Doña Refugio regresa
Otra vez me la encontré en el banco. Alguien —su hijo, supongo— le apoyaba el brazo para ayudarla a caminar. Sí, era ella. Por un momento dudé, su cabeza estaba envuelta por un pañuelo que no dejaba ver sus canas; igual y ya no tenía ¿se habría quedado calva? Hice mi cálculo, las matemáticas no fallan, debía tener ochenta y dos años. La última discusión que escuché fue cuando la llamó su contador y le dijo que no había de otra, que debían darse de alta en hacienda. Ella, que no confía en nadie que quiera tocar su dinero, accedió pues amenazaron con “requerirla”. Decía que a ella nadie la requería desde que su marido la dejó por otra y juró no volver a requerirse por nadie nunca. Hacienda pasaba a ser un ente tan desconfiable como el huidizo susodicho.
No quise saludarla pues no llevaba muy buen talante, pero pretexté cualquier asunto para quedarme cerquita de ella y no perder detalle. Discutía con el ejecutivo. El pobre empleado no encontraba palabras para explicarle que si no bajaba la app SuperMóvil ya no podría hacer ningún movimiento bancario y que corría el riesgo de perder hasta sus ahorros y el apoyo Bienestar, que el token net ya estaba fuera de línea y que debía renovar su firma electrónica y sus huellas para comprobar que seguía siendo ella y nadie más que ella. El joven hablaba y hablaba y, por la temblorina que noté en su mano —en la de ella, claro— supuse que estaba a punto de darle un soponcio. Su hijo, que le sobaba el hombro, le susurraba que no había problema, que el dinero estaba seguro en el banco. “Tan seguro estará que ahora no saben si yo soy yo. Tu padre, el muy cínico, bien que sabía alegar que él no era él, habiéndolo visto yo con mis propios ojos sin necesidad de que nadie me comprobara nada”.

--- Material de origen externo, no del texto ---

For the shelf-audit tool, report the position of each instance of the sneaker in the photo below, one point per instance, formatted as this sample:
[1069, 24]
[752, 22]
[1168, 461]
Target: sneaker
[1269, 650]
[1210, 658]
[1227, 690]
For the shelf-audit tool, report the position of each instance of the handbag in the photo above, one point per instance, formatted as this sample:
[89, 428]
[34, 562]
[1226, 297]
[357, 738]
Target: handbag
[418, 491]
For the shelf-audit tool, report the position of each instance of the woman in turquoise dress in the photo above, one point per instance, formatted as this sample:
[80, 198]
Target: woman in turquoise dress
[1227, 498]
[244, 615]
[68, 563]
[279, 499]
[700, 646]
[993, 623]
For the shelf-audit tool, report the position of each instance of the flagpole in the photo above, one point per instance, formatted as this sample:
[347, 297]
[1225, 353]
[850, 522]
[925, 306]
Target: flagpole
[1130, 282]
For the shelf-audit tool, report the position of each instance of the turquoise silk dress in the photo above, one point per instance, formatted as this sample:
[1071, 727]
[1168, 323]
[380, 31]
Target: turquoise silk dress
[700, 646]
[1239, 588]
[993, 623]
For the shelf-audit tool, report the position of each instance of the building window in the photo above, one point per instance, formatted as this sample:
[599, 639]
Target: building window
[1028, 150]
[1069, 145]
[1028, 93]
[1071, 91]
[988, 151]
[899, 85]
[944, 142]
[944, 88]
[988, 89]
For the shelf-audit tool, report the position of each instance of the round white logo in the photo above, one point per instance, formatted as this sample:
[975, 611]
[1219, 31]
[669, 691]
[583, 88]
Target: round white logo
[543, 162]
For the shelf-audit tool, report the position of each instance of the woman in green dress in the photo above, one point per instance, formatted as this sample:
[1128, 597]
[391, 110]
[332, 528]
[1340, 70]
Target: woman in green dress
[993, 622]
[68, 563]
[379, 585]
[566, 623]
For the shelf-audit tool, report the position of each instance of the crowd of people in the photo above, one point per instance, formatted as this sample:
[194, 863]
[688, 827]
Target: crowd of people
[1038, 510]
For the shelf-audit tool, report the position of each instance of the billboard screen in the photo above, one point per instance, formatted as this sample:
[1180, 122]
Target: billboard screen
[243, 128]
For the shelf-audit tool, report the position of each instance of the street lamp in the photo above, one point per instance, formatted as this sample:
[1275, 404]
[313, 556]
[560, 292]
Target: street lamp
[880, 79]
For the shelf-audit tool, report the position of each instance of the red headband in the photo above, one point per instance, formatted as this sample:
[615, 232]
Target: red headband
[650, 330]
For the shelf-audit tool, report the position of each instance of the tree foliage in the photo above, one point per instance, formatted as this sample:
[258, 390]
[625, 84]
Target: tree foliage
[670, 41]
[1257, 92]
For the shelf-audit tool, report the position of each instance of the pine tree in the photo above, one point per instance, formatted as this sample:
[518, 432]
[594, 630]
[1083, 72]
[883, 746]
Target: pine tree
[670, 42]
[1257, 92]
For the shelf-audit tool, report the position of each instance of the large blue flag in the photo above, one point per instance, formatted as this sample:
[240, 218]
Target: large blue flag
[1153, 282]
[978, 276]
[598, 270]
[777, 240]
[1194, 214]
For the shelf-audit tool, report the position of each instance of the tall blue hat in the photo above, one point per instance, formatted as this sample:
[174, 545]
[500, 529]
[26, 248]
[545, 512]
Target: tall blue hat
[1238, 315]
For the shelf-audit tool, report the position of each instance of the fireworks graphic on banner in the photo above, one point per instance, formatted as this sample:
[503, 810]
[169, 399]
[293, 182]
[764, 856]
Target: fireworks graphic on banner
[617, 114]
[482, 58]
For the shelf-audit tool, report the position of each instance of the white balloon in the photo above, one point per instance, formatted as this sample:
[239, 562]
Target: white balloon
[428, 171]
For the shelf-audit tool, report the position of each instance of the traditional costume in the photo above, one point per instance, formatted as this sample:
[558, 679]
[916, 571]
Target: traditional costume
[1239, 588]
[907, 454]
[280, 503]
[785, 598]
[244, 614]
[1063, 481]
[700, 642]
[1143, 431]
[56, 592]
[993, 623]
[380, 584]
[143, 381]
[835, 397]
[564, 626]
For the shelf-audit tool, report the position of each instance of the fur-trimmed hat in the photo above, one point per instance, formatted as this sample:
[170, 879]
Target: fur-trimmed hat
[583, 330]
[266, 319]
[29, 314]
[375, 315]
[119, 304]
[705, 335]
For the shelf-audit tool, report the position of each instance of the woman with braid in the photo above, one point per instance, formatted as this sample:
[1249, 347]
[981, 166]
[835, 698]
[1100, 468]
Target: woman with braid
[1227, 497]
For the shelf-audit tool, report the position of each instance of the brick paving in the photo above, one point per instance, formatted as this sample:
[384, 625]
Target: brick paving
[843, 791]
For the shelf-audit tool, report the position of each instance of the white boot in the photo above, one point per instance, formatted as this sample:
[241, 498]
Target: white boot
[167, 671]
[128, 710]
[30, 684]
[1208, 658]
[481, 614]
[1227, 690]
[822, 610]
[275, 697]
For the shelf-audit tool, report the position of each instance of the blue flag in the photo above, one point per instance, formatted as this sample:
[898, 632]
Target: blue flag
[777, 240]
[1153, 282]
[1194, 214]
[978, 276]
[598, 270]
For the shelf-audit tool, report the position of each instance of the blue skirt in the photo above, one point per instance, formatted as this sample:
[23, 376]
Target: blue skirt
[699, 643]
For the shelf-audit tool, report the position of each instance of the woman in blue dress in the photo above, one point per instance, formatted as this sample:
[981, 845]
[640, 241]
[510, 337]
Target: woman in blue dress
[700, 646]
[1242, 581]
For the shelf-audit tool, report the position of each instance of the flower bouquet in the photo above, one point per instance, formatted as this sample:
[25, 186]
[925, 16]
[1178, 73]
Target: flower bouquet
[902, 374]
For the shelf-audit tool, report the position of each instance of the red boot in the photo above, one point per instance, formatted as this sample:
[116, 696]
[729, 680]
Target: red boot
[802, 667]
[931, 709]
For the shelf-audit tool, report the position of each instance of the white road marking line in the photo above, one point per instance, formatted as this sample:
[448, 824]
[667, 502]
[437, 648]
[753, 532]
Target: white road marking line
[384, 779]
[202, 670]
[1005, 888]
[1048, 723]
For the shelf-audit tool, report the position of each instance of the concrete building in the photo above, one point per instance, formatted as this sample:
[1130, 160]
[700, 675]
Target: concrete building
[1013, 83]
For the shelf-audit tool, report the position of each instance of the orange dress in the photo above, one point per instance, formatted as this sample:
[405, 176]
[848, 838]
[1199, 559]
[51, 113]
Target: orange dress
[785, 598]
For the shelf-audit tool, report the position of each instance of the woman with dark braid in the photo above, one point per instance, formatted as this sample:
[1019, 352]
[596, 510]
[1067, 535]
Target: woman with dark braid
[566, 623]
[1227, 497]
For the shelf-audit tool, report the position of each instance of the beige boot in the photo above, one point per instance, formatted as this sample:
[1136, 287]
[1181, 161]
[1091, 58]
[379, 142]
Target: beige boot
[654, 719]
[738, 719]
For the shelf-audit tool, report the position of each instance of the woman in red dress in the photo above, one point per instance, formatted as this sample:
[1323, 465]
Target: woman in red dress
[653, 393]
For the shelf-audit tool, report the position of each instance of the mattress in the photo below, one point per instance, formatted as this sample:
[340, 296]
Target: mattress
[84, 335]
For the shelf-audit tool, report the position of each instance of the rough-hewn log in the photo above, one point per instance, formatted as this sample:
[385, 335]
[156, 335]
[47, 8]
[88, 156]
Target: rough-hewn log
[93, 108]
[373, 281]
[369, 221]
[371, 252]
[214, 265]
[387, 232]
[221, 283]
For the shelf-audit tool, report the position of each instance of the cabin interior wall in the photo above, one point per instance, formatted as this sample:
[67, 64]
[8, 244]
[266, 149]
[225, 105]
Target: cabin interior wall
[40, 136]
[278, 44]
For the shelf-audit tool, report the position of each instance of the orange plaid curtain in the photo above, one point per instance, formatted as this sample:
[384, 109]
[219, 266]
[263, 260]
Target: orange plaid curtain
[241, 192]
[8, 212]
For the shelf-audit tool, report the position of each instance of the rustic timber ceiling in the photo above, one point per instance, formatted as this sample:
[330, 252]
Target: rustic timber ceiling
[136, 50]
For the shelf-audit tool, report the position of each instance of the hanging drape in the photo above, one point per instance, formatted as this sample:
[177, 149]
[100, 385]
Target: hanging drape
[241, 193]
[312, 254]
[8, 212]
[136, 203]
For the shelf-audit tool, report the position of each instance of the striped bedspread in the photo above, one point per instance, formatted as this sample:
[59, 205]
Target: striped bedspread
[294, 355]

La retahíla apenas empezaba. Pese a la súplica de su hijo, doña Refugio vacío su acongojado pecho ante los ojos desorbitados del empleado bancario. Le dijo que ahora ni al restaurante podía ir sola porque le daban un cuadrito que no sabía leer. Que qué puntada era esa de meter el menú a un cuadro de puntos negros que llamaban QR y que parecía que todos manejaban a la perfección dejándola a ella fuera de la jugada. Que entonces para qué se la pasaban sacando cirugías de embellecimiento y tanta tarugada anti-edad si una vez que pasaras los setenta parecía que la única alegría de la vida era que te llegara la ayuda del gobierno y que además sabía que a muchos viejos se la quitaban los hijos. Hablaba y hablaba y yo nomás quería abrazarla. Quería decirle que no sólo les pasaba a los de setenta, que a mis colegas les acababan de dar un curso que nadie entendió para explicarles cómo llenar los formularios para los exámenes, y que los estudiantes que fueron millennials ahora les decían a los de la generación z que no usaran pantalones a la cadera porque deforman el cuerpo y éstos no entendían ni de qué les hablaban. Doña Refugio salió del banco un poco más anciana y con sus documentos en un sobre, ni el acta de nacimiento le sirvió para probar que ella sí era ella; le dijeron que luego de tres meses ésta debía renovarse.
Salí del banco con la misma congoja que doña Refugio. Recordé que mi madre estaba más o menos por la misma y que si la divina providencia era benévola pronto yo me encontraría ante aparatos y sistemas desconocidos. Sí, se ha aumentado la esperanza de vida, pero una vez que cruzas los cuarenta empiezas a entrar al abismo virtual, a una realidad en la que cada vez encajas menos. Escribo esta nota y escucho a una septuagenaria decir: “mi hijo me dijo: si no te vacunas no puedes ver a mis hijos. ¡Ah!, favor que me haces, hace mucho que ellos dejaron de verme a mí”.